Missile Tests Underscore Moscow’s Desire to Maintain Nuclear Deterrent

On May 29, the Russian government very ostentatiously tested two different ballistic missiles, designated the RS-24 and R-500. The Russian media characterized both systems as new versions of existing missiles, modified to penetrate U.S. ballistic missile defenses (BMD) more effectively. First Deputy Prime Minister Sergei Ivanov, the former fefense minster, claimed that "these systems can beat any operational and future missile defenses."

According to the Russian news agency RIA Novosti, the new RS-24 intercontinental ballistic missile is simply a version of the road-mobile SS-25 Topol ("Sickle") that had been modified to carry up to 10 multiple independently targetable reentry vehicles (MIRVs), each with its own nuclear warhead. The original single-warhead SS-25 entered into operation with the Soviet armed forces in the mid-1980s.

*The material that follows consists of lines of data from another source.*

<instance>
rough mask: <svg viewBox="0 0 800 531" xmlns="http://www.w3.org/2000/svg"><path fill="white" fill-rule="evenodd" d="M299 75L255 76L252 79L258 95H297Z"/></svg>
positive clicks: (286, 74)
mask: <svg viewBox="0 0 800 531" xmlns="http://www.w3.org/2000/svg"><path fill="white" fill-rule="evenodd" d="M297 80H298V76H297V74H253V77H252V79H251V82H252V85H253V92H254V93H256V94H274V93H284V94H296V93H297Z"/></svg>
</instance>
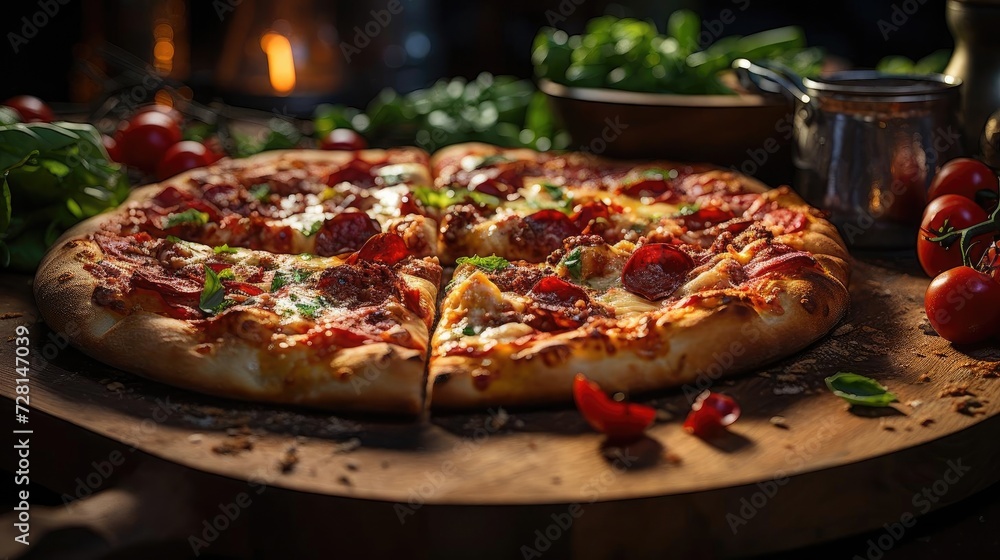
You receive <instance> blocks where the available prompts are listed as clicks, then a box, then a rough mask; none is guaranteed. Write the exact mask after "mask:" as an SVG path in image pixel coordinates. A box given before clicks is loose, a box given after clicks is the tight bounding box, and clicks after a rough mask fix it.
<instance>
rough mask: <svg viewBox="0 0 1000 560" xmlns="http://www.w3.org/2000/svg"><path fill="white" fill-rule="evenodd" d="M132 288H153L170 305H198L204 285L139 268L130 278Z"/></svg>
mask: <svg viewBox="0 0 1000 560" xmlns="http://www.w3.org/2000/svg"><path fill="white" fill-rule="evenodd" d="M129 286H130V287H131V288H139V289H146V290H151V291H153V292H156V293H158V294H160V295H161V296H162V297H163V300H164V301H165V302H166V303H167V304H168V305H184V306H189V307H197V306H198V301H199V298H200V297H201V290H202V286H201V285H200V284H198V283H197V282H194V281H192V280H187V279H184V278H174V277H170V276H160V275H155V274H154V273H153V272H151V271H149V270H147V269H143V268H139V269H136V270H135V272H133V273H132V277H131V278H130V279H129Z"/></svg>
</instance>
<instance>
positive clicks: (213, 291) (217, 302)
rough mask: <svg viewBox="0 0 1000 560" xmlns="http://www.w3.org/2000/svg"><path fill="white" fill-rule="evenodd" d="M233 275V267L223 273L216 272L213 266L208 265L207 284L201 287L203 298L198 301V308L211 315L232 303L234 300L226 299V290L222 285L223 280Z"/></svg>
mask: <svg viewBox="0 0 1000 560" xmlns="http://www.w3.org/2000/svg"><path fill="white" fill-rule="evenodd" d="M227 273H228V274H227ZM232 277H233V271H232V269H229V268H227V269H225V270H223V271H222V272H221V273H218V274H216V272H215V271H214V270H212V268H211V267H209V266H206V267H205V286H204V287H202V289H201V298H200V299H199V301H198V308H199V309H201V310H202V311H204V312H205V313H208V314H209V315H215V314H216V313H219V312H220V311H222V310H223V309H225V308H226V307H228V306H229V305H231V304H232V301H229V300H227V299H226V290H225V288H224V287H223V286H222V280H225V279H228V278H232Z"/></svg>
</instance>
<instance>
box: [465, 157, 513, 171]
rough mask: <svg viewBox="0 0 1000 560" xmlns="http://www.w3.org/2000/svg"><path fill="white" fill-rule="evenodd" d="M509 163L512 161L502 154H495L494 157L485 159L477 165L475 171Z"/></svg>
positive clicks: (482, 160)
mask: <svg viewBox="0 0 1000 560" xmlns="http://www.w3.org/2000/svg"><path fill="white" fill-rule="evenodd" d="M508 161H511V159H510V158H508V157H506V156H504V155H501V154H494V155H492V156H486V157H484V158H483V160H482V161H480V162H479V163H478V164H476V167H474V168H473V169H482V168H484V167H489V166H491V165H496V164H498V163H506V162H508Z"/></svg>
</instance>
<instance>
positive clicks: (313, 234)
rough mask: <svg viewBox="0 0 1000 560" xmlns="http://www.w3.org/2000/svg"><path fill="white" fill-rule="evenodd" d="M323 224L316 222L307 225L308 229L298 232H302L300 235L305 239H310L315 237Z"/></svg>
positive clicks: (318, 221)
mask: <svg viewBox="0 0 1000 560" xmlns="http://www.w3.org/2000/svg"><path fill="white" fill-rule="evenodd" d="M324 223H325V222H324V221H323V220H317V221H315V222H313V223H311V224H309V227H307V228H303V229H301V230H300V231H301V232H302V235H305V236H306V237H312V236H313V235H316V233H317V232H319V230H320V228H322V227H323V224H324Z"/></svg>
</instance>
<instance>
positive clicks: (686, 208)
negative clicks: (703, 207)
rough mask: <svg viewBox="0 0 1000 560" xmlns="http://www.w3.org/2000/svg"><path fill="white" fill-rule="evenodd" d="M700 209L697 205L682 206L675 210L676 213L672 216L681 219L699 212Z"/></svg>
mask: <svg viewBox="0 0 1000 560" xmlns="http://www.w3.org/2000/svg"><path fill="white" fill-rule="evenodd" d="M700 209H701V207H700V206H698V204H697V203H691V204H682V205H681V207H680V208H678V209H677V213H676V214H674V217H675V218H682V217H684V216H690V215H692V214H694V213H695V212H697V211H698V210H700Z"/></svg>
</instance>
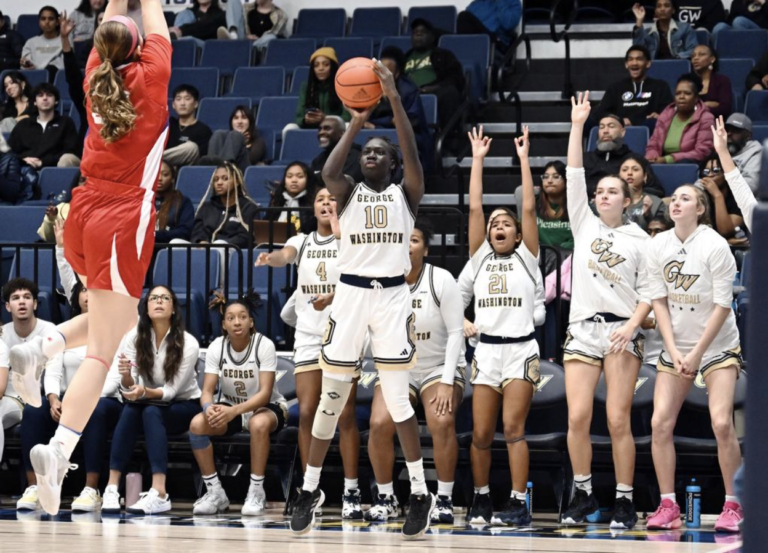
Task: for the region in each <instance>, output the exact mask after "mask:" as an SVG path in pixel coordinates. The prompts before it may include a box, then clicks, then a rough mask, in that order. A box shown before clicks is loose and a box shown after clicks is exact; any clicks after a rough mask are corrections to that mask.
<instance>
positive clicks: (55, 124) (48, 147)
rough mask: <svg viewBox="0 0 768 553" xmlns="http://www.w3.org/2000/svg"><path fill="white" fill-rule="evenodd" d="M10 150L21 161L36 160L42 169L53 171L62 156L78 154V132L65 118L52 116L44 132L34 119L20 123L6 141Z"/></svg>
mask: <svg viewBox="0 0 768 553" xmlns="http://www.w3.org/2000/svg"><path fill="white" fill-rule="evenodd" d="M8 144H9V145H10V146H11V150H13V151H14V153H15V154H16V155H17V156H19V157H20V158H21V159H24V158H25V157H36V158H39V159H40V161H42V162H43V167H55V166H56V164H57V163H58V162H59V158H60V157H61V156H62V155H64V154H74V153H75V152H76V151H77V129H76V128H75V123H74V122H73V121H72V119H70V118H69V117H67V116H66V115H59V114H58V113H55V114H54V116H53V119H51V120H50V121H49V122H48V125H46V127H45V131H43V127H42V126H40V123H38V122H37V119H36V118H33V117H28V118H27V119H22V120H21V121H19V122H18V123H17V124H16V126H15V127H14V128H13V131H12V132H11V138H9V139H8Z"/></svg>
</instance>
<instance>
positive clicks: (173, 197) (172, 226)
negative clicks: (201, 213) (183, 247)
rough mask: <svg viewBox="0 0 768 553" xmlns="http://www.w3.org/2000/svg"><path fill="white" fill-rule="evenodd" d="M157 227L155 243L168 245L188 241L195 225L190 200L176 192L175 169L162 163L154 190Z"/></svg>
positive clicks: (175, 174) (179, 193)
mask: <svg viewBox="0 0 768 553" xmlns="http://www.w3.org/2000/svg"><path fill="white" fill-rule="evenodd" d="M155 209H156V210H157V226H156V230H155V242H156V243H158V244H168V243H169V242H170V241H171V240H174V239H180V240H189V239H190V238H191V237H192V227H193V225H194V223H195V208H194V207H192V200H190V199H189V198H187V197H186V196H185V195H184V194H182V193H181V192H180V191H179V190H176V168H175V167H173V166H172V165H169V164H168V162H166V161H163V163H162V165H160V178H159V179H158V181H157V189H156V190H155Z"/></svg>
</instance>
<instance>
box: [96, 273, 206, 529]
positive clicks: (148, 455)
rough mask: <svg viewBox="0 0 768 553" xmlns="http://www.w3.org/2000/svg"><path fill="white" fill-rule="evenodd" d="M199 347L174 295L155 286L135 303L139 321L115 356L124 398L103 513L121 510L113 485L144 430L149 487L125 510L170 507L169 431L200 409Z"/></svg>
mask: <svg viewBox="0 0 768 553" xmlns="http://www.w3.org/2000/svg"><path fill="white" fill-rule="evenodd" d="M199 352H200V346H199V345H198V343H197V340H196V339H195V337H194V336H192V335H191V334H189V333H188V332H185V331H184V318H183V315H182V312H181V309H180V308H179V304H178V301H177V299H176V294H174V293H173V291H172V290H169V289H168V288H166V287H165V286H155V287H154V288H152V290H151V291H150V292H149V294H148V295H147V296H145V297H144V298H143V299H142V300H141V302H140V303H139V323H138V325H137V326H136V328H134V329H133V330H131V331H130V332H128V334H127V338H126V339H125V348H124V349H122V350H121V351H120V353H119V354H118V355H119V356H120V359H119V361H118V367H119V371H120V377H121V381H120V392H121V394H122V396H123V398H124V400H125V401H126V405H125V407H124V408H123V412H122V414H121V415H120V421H119V422H118V423H117V428H115V433H114V435H113V437H112V451H111V453H110V459H109V483H108V485H107V487H106V489H105V490H104V505H103V508H102V510H103V512H105V513H119V512H120V494H119V493H118V491H117V486H118V484H119V483H120V477H121V476H122V474H123V472H124V471H125V468H126V466H127V465H128V462H129V461H130V460H131V455H132V454H133V452H134V449H135V445H136V438H137V433H139V432H141V431H143V433H144V436H145V439H146V442H147V454H148V456H149V464H150V467H151V469H152V488H151V489H150V490H149V492H147V493H144V494H142V495H141V499H139V501H138V502H137V503H136V504H134V505H130V506H128V509H127V510H128V512H129V513H139V514H147V515H151V514H156V513H164V512H166V511H170V510H171V498H170V497H169V496H168V495H167V494H166V493H165V477H166V473H167V472H168V434H180V433H182V432H186V431H187V429H189V423H190V422H191V421H192V419H193V418H194V417H195V415H197V414H198V413H199V412H200V411H201V407H200V402H199V401H198V400H199V399H200V388H199V386H198V385H197V373H196V371H195V365H196V364H197V358H198V355H199Z"/></svg>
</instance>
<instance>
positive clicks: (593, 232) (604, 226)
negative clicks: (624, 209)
mask: <svg viewBox="0 0 768 553" xmlns="http://www.w3.org/2000/svg"><path fill="white" fill-rule="evenodd" d="M566 176H567V180H568V185H567V192H568V213H569V216H570V219H571V230H572V231H573V240H574V250H573V261H572V265H571V272H572V275H573V285H572V287H571V290H572V293H571V314H570V318H569V322H571V323H577V322H579V321H583V320H586V319H590V318H592V317H593V316H594V315H595V314H596V313H612V314H614V315H616V316H618V317H622V318H626V319H629V318H630V317H632V315H633V313H634V312H635V309H636V308H637V304H638V303H639V302H645V303H647V304H649V305H650V303H651V301H650V298H649V293H650V288H649V286H650V283H649V279H648V271H647V268H646V259H645V258H646V247H647V241H648V240H649V239H650V238H649V236H648V235H647V234H646V233H645V232H644V231H643V230H642V229H641V228H640V227H639V226H637V225H636V224H635V223H627V224H625V225H622V226H620V227H617V228H611V227H609V226H607V225H606V224H605V223H603V222H602V221H601V220H600V218H599V217H596V216H595V215H594V214H593V213H592V210H591V209H590V208H589V205H588V201H587V184H586V181H585V180H584V169H583V168H579V169H574V168H572V167H568V168H567V169H566Z"/></svg>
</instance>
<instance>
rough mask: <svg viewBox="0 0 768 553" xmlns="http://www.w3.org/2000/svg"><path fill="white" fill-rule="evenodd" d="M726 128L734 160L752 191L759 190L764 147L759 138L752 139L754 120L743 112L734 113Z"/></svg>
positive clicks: (728, 146) (726, 130)
mask: <svg viewBox="0 0 768 553" xmlns="http://www.w3.org/2000/svg"><path fill="white" fill-rule="evenodd" d="M725 130H726V131H727V132H728V151H729V152H730V153H731V155H732V156H733V162H734V163H735V164H736V167H738V169H739V171H740V172H741V176H742V177H744V180H745V181H747V184H748V185H749V187H750V188H751V189H752V192H757V188H758V187H759V186H760V165H761V163H762V159H761V158H762V154H763V147H762V145H761V144H760V142H758V141H757V140H752V120H751V119H750V118H749V117H747V116H746V115H744V114H743V113H734V114H732V115H731V116H730V117H729V118H728V120H727V121H726V122H725Z"/></svg>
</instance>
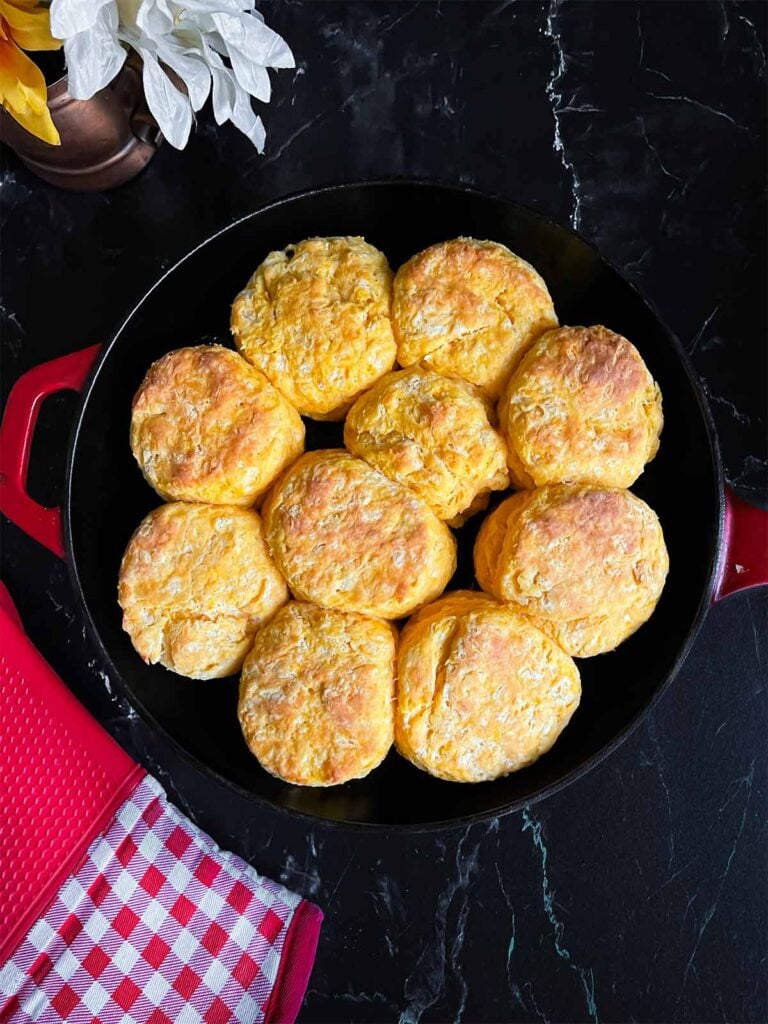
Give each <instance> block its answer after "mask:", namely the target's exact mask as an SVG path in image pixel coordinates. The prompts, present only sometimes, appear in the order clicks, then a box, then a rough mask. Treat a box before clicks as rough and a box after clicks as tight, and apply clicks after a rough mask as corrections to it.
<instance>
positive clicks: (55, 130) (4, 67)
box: [0, 33, 61, 145]
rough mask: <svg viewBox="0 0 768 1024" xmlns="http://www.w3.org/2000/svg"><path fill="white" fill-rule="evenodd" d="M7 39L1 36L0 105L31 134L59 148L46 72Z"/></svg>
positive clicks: (11, 116) (5, 34)
mask: <svg viewBox="0 0 768 1024" xmlns="http://www.w3.org/2000/svg"><path fill="white" fill-rule="evenodd" d="M5 35H6V33H2V34H0V102H2V104H3V106H4V108H5V110H6V111H7V112H8V114H10V116H11V117H12V118H14V119H15V120H16V121H17V122H18V123H19V124H20V125H22V127H23V128H26V129H27V131H29V132H32V134H33V135H36V136H37V138H40V139H42V140H43V142H50V143H51V145H58V144H59V143H60V141H61V140H60V138H59V137H58V132H57V131H56V127H55V125H54V124H53V121H52V120H51V116H50V111H49V110H48V104H47V102H46V100H47V90H46V88H45V79H44V78H43V75H42V72H41V71H40V69H39V68H37V67H36V66H35V65H34V63H33V62H32V60H30V58H29V57H28V56H27V54H26V53H23V52H22V51H20V50H19V49H18V47H17V46H16V45H15V43H13V42H12V40H9V39H7V38H4V37H5Z"/></svg>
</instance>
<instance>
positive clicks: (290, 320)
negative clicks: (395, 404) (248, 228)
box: [231, 238, 395, 420]
mask: <svg viewBox="0 0 768 1024" xmlns="http://www.w3.org/2000/svg"><path fill="white" fill-rule="evenodd" d="M391 289H392V271H391V270H390V269H389V264H388V263H387V260H386V257H385V256H384V255H383V253H380V252H379V250H378V249H375V248H374V247H373V246H371V245H369V244H368V243H367V242H366V241H365V240H364V239H358V238H331V239H307V240H306V241H305V242H300V243H299V244H298V245H295V246H289V247H288V248H287V249H285V250H283V251H282V252H272V253H269V255H268V256H267V257H266V259H265V260H264V262H263V263H262V264H261V266H259V268H258V269H257V270H256V272H255V273H254V275H253V276H252V278H251V280H250V281H249V282H248V284H247V285H246V287H245V289H244V290H243V291H242V292H241V293H240V295H239V296H238V297H237V299H236V300H234V304H233V305H232V312H231V330H232V334H233V335H234V343H236V345H237V346H238V351H240V352H241V353H242V354H243V355H245V357H246V358H247V359H248V360H249V361H250V362H252V364H253V365H254V366H255V367H257V368H258V369H259V370H261V372H262V373H263V374H265V375H266V377H268V379H269V380H270V381H271V382H272V384H274V386H275V387H276V388H279V389H280V390H281V391H282V392H283V394H284V395H285V396H286V397H287V398H288V400H289V401H290V402H292V403H293V404H294V406H295V407H296V409H298V411H299V412H300V413H301V414H302V415H303V416H310V417H312V418H313V419H315V420H340V419H341V418H342V417H343V416H344V413H345V412H346V411H347V409H348V408H349V407H350V406H351V403H352V402H353V401H354V399H355V398H356V397H357V395H358V394H360V392H361V391H365V390H366V389H367V388H369V387H371V385H372V384H373V383H374V382H375V381H377V380H378V379H379V377H381V376H382V374H385V373H386V372H387V371H388V370H391V369H392V366H393V365H394V359H395V344H394V338H393V336H392V326H391V323H390V318H389V314H390V304H391Z"/></svg>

RIA Novosti described the R-500 as a cruise missile adopted for use on a mobile Iskander-M launcher (SS-26), originally designed for tactical ballistic missiles. The R-500 has a range of only 280 km (170 miles), but its maneuverability could make it harder to intercept than a warhead flying a simple ballistic trajectory, such as those employed by the SCUD-based missiles of Iran and North Korea. One of its prime functions would be to help Russia attack the BMD system the Bush administration has proposed deploying in nearby Poland and the Czech Republic.